The first lesson we all need to learn if we are to live free from the marketers tendrils is that that lifestyle does not exist. It's a fairy tale. This is a cold, hard, irrefutable truth. Admittedly, it's pretty self-evident, on the surface anyway. But look underneath the surface and examine all of those images in your head that you dream of attaining one day. All those perfect Sunday afternoons with your loved ones, or those exciting excursions to some isolated peak come from somewhere. They have been showing us this perfect life forever. It is there in television shows, in commercials, in the movies. We've all seen it. Whatever your perfect life may be, they've found it and put it up there so you can dream of it.

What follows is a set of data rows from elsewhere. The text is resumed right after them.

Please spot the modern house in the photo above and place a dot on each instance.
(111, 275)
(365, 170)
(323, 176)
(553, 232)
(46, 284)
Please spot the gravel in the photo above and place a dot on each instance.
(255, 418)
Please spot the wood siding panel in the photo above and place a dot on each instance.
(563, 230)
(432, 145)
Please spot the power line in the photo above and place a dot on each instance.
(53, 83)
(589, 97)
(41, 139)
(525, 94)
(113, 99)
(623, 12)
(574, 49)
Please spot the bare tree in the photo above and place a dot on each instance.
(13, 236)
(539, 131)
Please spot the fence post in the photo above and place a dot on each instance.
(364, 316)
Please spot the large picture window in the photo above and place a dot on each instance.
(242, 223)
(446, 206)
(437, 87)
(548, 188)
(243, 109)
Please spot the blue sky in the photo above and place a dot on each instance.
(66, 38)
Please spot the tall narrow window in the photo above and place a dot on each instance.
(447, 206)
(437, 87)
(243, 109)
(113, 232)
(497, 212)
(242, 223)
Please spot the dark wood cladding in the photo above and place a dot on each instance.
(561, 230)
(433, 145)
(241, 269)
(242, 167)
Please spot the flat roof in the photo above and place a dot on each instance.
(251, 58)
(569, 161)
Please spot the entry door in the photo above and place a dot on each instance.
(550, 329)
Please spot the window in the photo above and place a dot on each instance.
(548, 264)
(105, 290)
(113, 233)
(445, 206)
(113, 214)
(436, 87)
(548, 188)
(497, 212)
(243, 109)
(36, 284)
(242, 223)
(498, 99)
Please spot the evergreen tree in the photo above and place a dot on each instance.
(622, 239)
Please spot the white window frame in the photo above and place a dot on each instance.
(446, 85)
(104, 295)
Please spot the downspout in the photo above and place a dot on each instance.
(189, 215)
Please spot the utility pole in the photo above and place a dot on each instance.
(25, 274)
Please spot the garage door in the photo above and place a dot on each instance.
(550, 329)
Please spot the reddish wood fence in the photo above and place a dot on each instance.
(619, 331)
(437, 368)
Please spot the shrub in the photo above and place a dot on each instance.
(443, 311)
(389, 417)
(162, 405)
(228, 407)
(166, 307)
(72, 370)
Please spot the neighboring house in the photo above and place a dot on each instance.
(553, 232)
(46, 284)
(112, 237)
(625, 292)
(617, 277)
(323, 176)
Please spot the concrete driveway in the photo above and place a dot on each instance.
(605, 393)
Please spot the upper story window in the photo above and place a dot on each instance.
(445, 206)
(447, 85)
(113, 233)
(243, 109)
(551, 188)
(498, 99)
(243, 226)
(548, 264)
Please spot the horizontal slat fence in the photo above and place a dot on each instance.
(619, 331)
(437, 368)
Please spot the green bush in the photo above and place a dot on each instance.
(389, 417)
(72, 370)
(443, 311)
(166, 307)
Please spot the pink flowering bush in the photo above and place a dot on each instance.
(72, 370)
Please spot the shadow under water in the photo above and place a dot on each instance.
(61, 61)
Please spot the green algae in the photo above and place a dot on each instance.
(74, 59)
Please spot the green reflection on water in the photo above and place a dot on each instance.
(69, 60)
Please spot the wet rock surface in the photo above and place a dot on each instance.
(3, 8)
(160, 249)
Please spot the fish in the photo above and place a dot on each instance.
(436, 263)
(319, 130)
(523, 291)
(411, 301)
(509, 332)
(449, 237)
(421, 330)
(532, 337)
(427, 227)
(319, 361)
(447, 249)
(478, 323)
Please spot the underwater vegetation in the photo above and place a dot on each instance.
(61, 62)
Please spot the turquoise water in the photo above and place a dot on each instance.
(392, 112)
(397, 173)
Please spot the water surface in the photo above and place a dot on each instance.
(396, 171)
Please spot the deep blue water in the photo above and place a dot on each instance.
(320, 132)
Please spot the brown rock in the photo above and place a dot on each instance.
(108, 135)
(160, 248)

And plenty of us do believe in it. According to research reported in Utne Reader (Nov.-Dec. #98) people who watch more TV routinely overestimate other's standards of living. Those who are "heavy watchers" of television also overestimate the percentage of the population who are millionaires.

I'm ready to bet each and every one of you that you're not so willing to give up those dreams that have been beamed at you over the airwaves either. But you have to do it. The idyllic families, the perfect job, the weekend getaways on a regular basis, are all pretty things to think of and dream about. But they're not a part of everyone else's lives. You're not missing out on something because you don't use Tide. It has nothing to do with having a Coke and a smile. If you eat beef, all you get is a stomachache, not a smiling, happy family around the dinner table. Everyone else's life is just as fucked up and as strange as yours.

It isn't hard to fall prey to this image. From the first stories we are told as children, through the enterainments that we were spoon fed as we grew up, right into the print ads in the highbrow, liberal magazines and weeklies we read today, images of an idyllic life are thrown in our faces. Images that only a fool would not want to be possible. We've been shown the dream of a marriage and family based on love and trust and working just because of that. We've been told that there really is a place where everyone always knows your name, and that they are always there, unchanging, safe.

Television shows parents who don't yell at their kid to leave me the hell alone, I have a headache! No, these parents actually let the kid sit quietly on their lap while the drugs work their miracles. These images create the idea of how these people lead their lives. The things that they use and the things that they have are all a part of it. Eventually, we are expected to put two and two together, and buy whatever it is dad is using to make his headache go away or whatever pretty chair mom bought to spruce up the Living Room.

Life, in the land of entertainment, is easy, and this is the life we hear about the most. It is what we believe the rest of the world has, but it's because no one leads this lifestyle that they can make us believe it exists. We try not to bring family problems to work. We're supposed to leave relationship issues in the bedroom. Television is what we watch to escape and has become what we know about other's (fictitious) lives. As a result, it is what we want, too. It's a basic rule of all advertising.

Repeat it often enough, and the idea will stick. It has.